Dans tous les cas, même si de tels engagements étaient faits, ils ne s’avéreraient pas avoir plus de substance que ceux faits sur la pauvreté dans le monde. Trois ans auparavant, les chefs du G8 avaient accepté en grande fanfare lors de la réunion de Gleneagles en Écosse d’augmenter l’aide à l’Afrique de 25 milliards de dollars avant l’année 2010. Alors que le sommet de Hokkaido était en train d’être convoqué, il fut révélé qu’un maigre 14 pour cent de l’objectif avait été atteint.
L’économie mondiale
Les engagements du G8 concernant l’économie mondiale n’étaient pas plus précis que ceux concernant les changements climatiques. L’organisation fut mise sur pied en 1975 pour développer une action coordonnée afin de faire face aux problèmes posés par la récession et les bouleversements financiers causés par la hausse des prix du pétrole de 1973-1974. Trois décennies et demie plus tard, l’économie mondiale faisant face à ce que le Fonds monétaire international a qualifié de crise financière la plus sérieuse depuis la Grande Dépression, une telle action serait censée être à l’ordre du jour.
Mais la déclaration du G8 ne contient aucune mesure concrète. Après avoir noté que l’économie mondiale fait face à de l’« incertitude », qu’un « risque de chute persiste » et après avoir exprimé « une grande inquiétude concernant le prix élevé des denrées, particulièrement le pétrole et la nourriture », ses auteurs poursuivent en affirmant que « nous sommes déterminés à prendre continuellement des actions appropriées, individuellement et collectivement afin d’assurer une stabilité et une croissance dans nos économies et à l’échelle mondiale. »
La déclaration contient un appel voilé au gouvernement chinois pour qu’il permette un mouvement vers le haut du taux de change du yen afin d’atténuer les déséquilibres mondiaux.
« Dans quelques économies émergentes possédant des surplus importants et croissants de leur compte courant », peut-on lire dans la déclaration, il est « crucial de rendre effective la variation des taux de change pour que des ajustements nécessaires surviennent ». L’ajout du mot « quelques » marque un changement par rapport au communiqué de l’année dernière, qui référait simplement aux « économies émergentes » en général.

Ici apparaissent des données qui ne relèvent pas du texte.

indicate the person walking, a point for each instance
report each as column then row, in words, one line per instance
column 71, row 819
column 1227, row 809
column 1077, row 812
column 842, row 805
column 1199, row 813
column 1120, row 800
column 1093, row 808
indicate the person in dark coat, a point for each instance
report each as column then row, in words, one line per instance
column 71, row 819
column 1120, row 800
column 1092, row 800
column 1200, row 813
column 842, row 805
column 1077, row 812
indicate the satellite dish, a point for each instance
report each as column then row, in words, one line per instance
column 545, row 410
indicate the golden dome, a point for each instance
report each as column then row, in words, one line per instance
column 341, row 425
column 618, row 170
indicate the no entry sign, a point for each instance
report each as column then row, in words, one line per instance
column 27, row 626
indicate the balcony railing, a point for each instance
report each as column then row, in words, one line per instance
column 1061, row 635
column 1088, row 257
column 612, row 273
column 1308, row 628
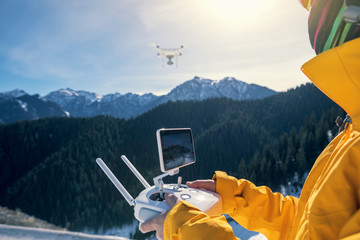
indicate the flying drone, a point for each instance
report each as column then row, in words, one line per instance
column 169, row 53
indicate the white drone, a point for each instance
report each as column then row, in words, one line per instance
column 169, row 53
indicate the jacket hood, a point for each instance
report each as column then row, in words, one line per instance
column 336, row 72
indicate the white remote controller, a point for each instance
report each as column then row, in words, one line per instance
column 151, row 202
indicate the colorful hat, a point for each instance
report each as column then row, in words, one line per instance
column 328, row 23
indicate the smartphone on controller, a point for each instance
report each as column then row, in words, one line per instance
column 176, row 148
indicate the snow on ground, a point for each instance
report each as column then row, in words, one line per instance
column 8, row 232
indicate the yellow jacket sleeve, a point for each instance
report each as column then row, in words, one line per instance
column 351, row 229
column 184, row 222
column 256, row 208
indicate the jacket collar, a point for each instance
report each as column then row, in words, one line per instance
column 336, row 72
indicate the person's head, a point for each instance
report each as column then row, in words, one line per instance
column 332, row 22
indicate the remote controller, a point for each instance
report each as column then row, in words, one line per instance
column 151, row 202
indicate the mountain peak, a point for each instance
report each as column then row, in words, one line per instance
column 14, row 93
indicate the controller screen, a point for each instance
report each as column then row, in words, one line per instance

La question du taux de change est simplement un symptôme de problèmes plus profonds. Un porte-parole de Bush a déclaré au début de la réunion que le président était en faveur d’un « dollar fort ». Cependant, cela nécessiterait une montée des taux d’intérêt américains, action qui déclencherait presque assurément une autre crise financière aux Etats-Unis et ailleurs. D’un autre côté, une augmentation dans la valeur du dollar demanderait une baisse des taux d’intérêt dans d’autres régions, particulièrement dans la zone euro. Mais, au lieu de baisser les taux d’intérêt, la Banque centrale européenne maintient une politique monétaire relativement serrée dans le but de lutter contre les pressions inflationnistes mondiales.
L’impuissance du G8 n’est pas imputable à des dirigeants ou à des gouvernements en particulier. Elle exprime plutôt les vastes changements ayant pris place dans l’économie mondiale. Comme le Financial Times l’a noté dans un commentaire publié lundi, le G8 n’est pas maître de sa propre destinée, mais il est balloté par des « forces et des politiques provenant d’ailleurs ».